Psychiatry Flashcards
Differentiate anorexia nervosa from bullimia nervosa.
Anorexia: Distorted body image with self-imposed starvation. Characterized by weight loss of at least 15% of ideal body weight.
Bullimia: Binge eating + vomiting/laxatives/diuretics/exercise to extreme to lose weight. Patients tend to maintain weight near ideal range.
Define anorexia.
Lack or loss of appetite for food
Define classifications of anorexia nervosa from mild to extreme.
Mild: BMI = 17+
Mod: BMI = 16-16.9
Severe: BMI = 15 - 15.9
Extreme: BMI < 15
What is the diagnostic criteria for bulimia nervosa?
At least 1 binge/purge episode per week for 3 mos
Define classifications of bulimia nervosa from mild to extreme.
Mild: 1-3 episodes per week
Mod: 4-7 episodes per week
Severe: 8-13 episodes per week
Extreme: 14+ episodes per week
What are some common S/S associated with anorexia nervosa?
Emaciated, lanugo (soft/thin hair), bradycardia, amenorrhea/delayed menarche, osteoporosis
What lab abnormalities are common in anorexia nervosa?
Leukopenia, HypoK, HypoPhos, HypoCl, HypoCa, dec vitamin D, inc BUN, metabolic alkalosis, dec estrogen, inc cortisol, inc total cholesterol s/p inc HDL.
What is the primary goal in the treatment of anorexia nervosa?

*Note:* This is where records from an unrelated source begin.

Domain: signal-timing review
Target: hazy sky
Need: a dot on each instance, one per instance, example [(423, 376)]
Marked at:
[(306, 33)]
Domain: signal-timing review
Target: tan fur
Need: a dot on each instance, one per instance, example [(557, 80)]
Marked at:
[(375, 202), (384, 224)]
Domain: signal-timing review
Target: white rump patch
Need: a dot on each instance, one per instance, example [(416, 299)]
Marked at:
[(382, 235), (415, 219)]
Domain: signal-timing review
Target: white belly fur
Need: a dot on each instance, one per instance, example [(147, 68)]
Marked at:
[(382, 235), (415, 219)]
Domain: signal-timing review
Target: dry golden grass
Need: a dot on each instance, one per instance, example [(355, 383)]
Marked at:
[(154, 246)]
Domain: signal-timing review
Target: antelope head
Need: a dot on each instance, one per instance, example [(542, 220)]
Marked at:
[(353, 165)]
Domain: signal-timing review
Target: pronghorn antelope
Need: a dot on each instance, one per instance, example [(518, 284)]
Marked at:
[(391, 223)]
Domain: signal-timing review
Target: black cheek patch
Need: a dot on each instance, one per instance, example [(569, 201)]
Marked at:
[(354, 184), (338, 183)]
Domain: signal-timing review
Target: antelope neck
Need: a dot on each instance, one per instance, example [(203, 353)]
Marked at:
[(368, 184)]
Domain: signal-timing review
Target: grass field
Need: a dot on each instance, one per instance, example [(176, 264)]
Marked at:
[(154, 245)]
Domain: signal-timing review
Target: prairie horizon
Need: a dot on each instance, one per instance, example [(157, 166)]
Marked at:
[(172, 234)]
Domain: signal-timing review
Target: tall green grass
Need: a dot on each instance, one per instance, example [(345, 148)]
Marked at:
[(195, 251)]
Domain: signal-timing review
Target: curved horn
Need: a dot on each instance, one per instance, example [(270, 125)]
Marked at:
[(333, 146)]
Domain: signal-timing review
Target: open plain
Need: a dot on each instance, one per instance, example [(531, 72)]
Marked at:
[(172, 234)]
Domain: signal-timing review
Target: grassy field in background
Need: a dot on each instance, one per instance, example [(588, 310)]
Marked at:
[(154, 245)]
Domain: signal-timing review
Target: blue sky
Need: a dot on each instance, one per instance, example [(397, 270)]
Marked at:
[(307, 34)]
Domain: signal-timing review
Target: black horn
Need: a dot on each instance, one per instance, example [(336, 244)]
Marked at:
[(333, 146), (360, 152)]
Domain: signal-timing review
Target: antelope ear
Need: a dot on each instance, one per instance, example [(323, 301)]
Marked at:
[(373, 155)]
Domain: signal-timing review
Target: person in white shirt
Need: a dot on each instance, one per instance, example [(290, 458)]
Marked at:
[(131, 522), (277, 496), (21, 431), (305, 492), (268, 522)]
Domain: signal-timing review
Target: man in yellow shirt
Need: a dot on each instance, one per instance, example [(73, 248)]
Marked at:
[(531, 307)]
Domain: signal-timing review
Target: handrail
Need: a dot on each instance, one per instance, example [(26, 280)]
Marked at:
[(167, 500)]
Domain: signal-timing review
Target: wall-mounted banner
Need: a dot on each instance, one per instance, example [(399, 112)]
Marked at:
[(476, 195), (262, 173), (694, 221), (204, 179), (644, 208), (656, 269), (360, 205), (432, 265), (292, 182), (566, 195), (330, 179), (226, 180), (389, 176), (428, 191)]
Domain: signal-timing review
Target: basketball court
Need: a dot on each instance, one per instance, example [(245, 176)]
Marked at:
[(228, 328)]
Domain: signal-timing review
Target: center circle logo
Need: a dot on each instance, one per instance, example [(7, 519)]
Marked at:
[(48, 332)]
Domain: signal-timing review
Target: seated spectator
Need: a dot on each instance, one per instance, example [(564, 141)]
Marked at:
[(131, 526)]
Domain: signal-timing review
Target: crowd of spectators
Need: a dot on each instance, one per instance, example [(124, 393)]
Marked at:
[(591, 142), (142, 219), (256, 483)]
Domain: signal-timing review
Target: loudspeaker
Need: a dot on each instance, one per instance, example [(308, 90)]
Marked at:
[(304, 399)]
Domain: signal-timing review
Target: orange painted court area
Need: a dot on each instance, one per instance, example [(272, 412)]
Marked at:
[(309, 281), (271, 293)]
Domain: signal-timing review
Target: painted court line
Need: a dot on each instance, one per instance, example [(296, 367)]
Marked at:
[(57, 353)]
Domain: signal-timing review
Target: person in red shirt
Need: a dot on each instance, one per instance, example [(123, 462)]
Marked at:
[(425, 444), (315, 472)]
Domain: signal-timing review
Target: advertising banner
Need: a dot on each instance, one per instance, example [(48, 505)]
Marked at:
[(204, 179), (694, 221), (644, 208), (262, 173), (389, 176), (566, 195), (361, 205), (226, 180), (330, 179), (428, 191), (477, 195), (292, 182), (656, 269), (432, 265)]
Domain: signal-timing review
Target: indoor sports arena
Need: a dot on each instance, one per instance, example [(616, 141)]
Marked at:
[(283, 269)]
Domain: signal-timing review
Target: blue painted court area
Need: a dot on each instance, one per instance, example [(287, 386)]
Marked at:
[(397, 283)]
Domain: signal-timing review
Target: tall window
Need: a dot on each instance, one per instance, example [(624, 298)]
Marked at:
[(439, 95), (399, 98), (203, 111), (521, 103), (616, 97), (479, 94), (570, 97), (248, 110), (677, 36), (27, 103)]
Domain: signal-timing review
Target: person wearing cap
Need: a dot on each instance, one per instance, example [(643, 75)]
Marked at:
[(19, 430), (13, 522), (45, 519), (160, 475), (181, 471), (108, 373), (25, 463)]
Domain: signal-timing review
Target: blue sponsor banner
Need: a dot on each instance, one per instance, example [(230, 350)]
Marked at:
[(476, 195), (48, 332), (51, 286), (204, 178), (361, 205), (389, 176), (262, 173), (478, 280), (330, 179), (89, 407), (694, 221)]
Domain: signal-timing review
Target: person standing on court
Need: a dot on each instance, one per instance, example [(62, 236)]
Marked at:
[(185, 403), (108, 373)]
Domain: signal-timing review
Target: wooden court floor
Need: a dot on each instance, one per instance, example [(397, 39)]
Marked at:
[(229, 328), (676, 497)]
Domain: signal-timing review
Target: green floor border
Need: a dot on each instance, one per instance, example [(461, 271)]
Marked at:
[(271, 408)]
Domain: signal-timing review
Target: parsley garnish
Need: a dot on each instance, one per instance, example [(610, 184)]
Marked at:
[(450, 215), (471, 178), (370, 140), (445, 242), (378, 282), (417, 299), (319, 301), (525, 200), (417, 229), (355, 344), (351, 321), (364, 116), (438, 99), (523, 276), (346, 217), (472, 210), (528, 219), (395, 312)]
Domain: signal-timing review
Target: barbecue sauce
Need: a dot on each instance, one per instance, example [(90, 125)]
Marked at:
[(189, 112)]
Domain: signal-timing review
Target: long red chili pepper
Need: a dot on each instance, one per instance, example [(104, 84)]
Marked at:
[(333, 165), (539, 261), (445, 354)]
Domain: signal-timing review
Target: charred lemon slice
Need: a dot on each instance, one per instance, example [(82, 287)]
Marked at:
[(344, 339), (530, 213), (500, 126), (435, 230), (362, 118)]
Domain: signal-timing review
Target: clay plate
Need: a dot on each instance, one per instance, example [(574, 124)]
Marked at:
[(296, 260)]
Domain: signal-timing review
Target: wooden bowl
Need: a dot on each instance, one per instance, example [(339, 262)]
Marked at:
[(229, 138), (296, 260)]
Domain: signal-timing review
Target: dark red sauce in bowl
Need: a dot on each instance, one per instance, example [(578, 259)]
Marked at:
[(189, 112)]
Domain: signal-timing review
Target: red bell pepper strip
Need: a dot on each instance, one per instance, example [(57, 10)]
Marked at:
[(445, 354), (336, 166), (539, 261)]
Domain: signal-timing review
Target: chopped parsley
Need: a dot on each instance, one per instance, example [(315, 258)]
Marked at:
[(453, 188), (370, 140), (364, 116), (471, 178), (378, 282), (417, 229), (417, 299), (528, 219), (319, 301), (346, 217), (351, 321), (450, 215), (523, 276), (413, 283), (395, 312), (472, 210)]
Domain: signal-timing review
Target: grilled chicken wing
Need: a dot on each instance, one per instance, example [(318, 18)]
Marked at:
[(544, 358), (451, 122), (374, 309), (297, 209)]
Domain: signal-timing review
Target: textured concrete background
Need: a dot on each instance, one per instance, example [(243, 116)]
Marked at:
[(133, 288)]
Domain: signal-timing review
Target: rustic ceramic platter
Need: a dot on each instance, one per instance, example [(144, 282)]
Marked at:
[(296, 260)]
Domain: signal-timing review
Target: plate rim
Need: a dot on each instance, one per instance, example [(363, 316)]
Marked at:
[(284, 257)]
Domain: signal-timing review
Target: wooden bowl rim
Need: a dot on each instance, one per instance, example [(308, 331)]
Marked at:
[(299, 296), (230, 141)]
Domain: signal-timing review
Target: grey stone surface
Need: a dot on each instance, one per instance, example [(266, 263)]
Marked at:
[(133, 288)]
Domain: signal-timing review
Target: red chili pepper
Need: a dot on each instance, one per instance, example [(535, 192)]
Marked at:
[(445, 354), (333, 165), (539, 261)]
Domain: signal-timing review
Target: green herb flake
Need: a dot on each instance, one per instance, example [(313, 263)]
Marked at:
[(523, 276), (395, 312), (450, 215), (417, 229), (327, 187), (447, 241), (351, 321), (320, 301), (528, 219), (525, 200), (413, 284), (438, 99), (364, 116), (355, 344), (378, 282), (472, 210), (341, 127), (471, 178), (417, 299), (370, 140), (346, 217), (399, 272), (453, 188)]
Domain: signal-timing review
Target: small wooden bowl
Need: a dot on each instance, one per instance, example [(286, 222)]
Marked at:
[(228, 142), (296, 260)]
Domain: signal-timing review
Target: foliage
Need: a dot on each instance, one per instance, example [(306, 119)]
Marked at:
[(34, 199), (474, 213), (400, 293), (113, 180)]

Restore nutrition –> may require hospitalization if body weight < 20% expected.
What specialty typically manages treatment of anorexia nervosa?
Requires multi-disciplinary approach.
What medications may be used in the treatment of anorexia nervosa?
Anti-dep: amitryptaline, paroxetine, mirtazapine
Weight gain: olanzapine
What anti-depressant is contraindicated in the management of anorexia nervosa and why?
Bupropion –> dec seizure threshold
What ECG arrhythmia is most common in anorexia nervosa?
sinus bradycardia
Describe refeeding syndrome associated with anorexia nervosa and state which electrolyte abnormality is responsible.
Def: eintroducing nutrition too quickly
Caused by hypophosphatemia
What are common S/S associated with bulimia nervosa?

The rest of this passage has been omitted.